Ingenix (Eden Prairie, Minnesota) and Milliman (Seattle) provide individual medical profiles, including prescription drug purchase histories of insurance policy applicants, to insurance companies that use them in making underwriting decisions. With applicants’ consent, Ingenix and Milliman obtain five-year prescription drug histories from Pharmacy Benefit Mangers and create prescription medical profiles. Based on their analysis of the information, they report potential medical conditions that may be present.

According to the FTC, the medical profiles are consumer reports because they include information that bears on an individual’s personal characteristics and are used to determine their eligibility for insurance.
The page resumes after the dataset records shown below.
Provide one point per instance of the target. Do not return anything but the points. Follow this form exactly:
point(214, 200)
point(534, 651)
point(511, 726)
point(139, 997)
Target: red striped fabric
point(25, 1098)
Ingenix and Milliman are CRAs because they assemble and evaluate consumer report information for the purpose of furnishing it to third parties, the FTC said.
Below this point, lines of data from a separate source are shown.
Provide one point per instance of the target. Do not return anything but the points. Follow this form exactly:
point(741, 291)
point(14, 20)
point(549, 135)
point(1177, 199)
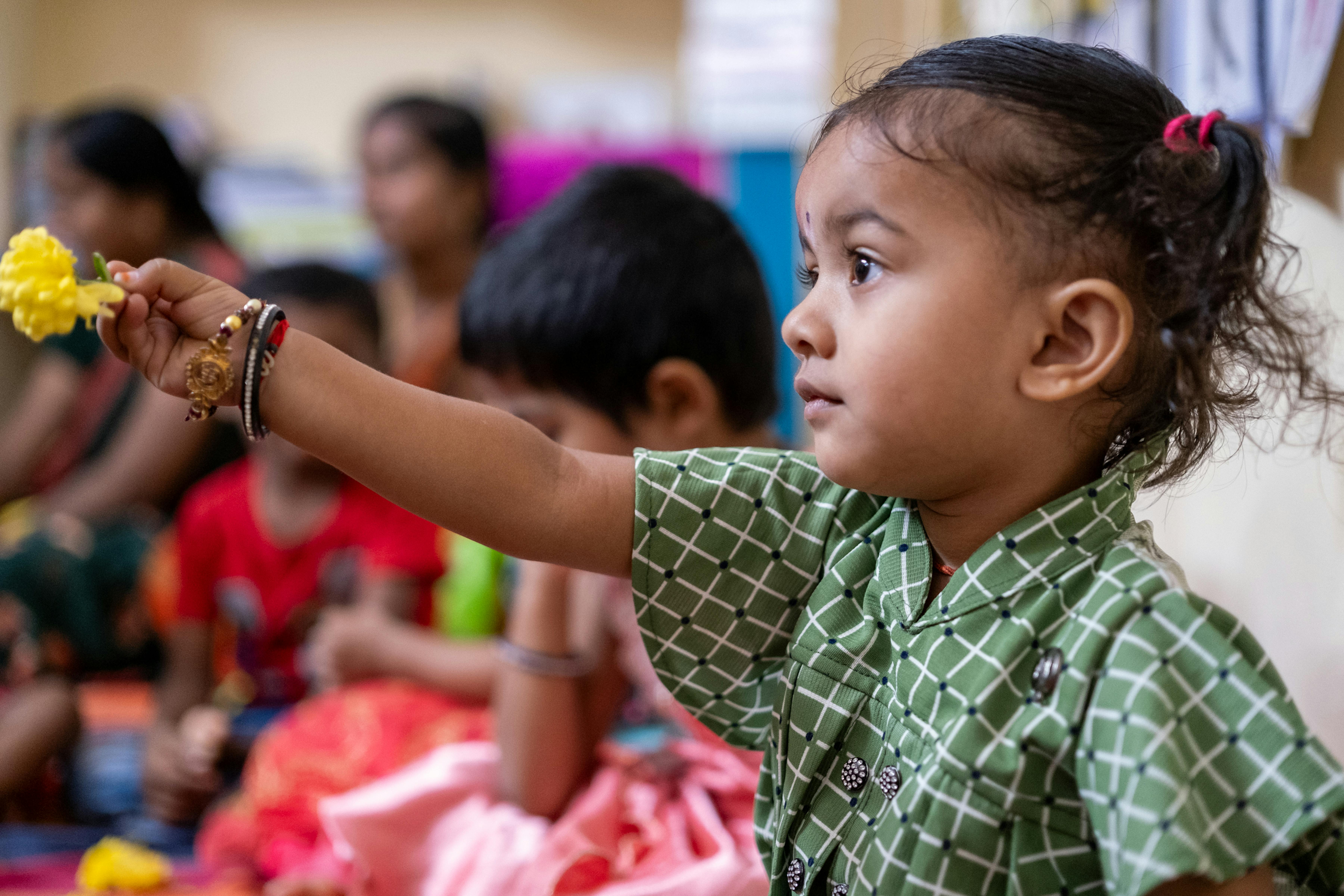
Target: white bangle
point(542, 664)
Ingenix and Milliman agreed to provide companies with the Notice to Users and continue to follow procedures that ensure that consumer reports are furnished only to those with a permissible purpose, that reports are accurate, that accuracy disputes are handled appropriately, and that consumer records are disposed of properly, all in compliance with the FCRA.

* The FTC said it sent 10 warning letters to prescribers of contact lenses for allegedly failing to release prescription information to their patients, requiring their patients to buy contact lenses from them, or imposing additional fees on their patients before releasing the prescriptions. The agency said it sent the letters on Aug. 15, in response to consumer complaints.

In other legalities, another law firm – Alfred G. Yates, Jr. – has filed a class action lawsuit in federal court on behalf of LCA-Vision (Cincinnati) investors who bought stock between Feb. 12 and July 30.

LCA provides laser vision correction services under the LasikPlus brand.

The complaint charges LCA with violations of the Securities Exchange Act of 1934. It alleges that between Feb. 12 and July 30, LCA issued misleading statements about its business and financial results, including EPS guidance of $2.05 to $2.15 for 2007. As a result, LCA stock traded at artificially inflated prices during that time, according to the complaint, reaching a high of $50.56 a share in July.

On July 31 the company reported its financial and operational results for the three months and six months ended June 30, and retracted its statements through the first seven months of the year that it would earn $2.05 to $2.15 for the year, lowering its EPS guidance for 2007 to $1.90 to $2, according to the complaint. LCA’s stock collapsed to close at $35.51 a share, a decline of 17%, on 3.5 million shares.

Earlier this week Coughlin Stoia Geller Rudman & Robbins reported filing a similar class action lawsuit against LCA with the same allegations (Medical Device Daily, Sept. 17, 2007).

* Nix, Patterson & Roach, a national plaintiffs’ law firm representing Arkansas residents in a number of nursing home neglect cases, reported a jury verdict of $2,287,891 in a lawsuit filed against Beverly Healthcare (Fort Smith, Arkansas). The case was filed on behalf of the estate of Herman Johnson, a resident who died on April 1, 2005, while living at Beverly Healthcare of Camden. At the time of his death, Herman was found to have been suffering from pressure sores, malnutrition, and a number of other symptoms typical of elderly abuse.

On Friday, the jury rendered a verdict finding that Beverly was negligent and awarded Herman’s family about $1.4 million in compensatory damages. On Monday, the jury returned and awarded the plaintiffs an additional $875,000 in punitive damages.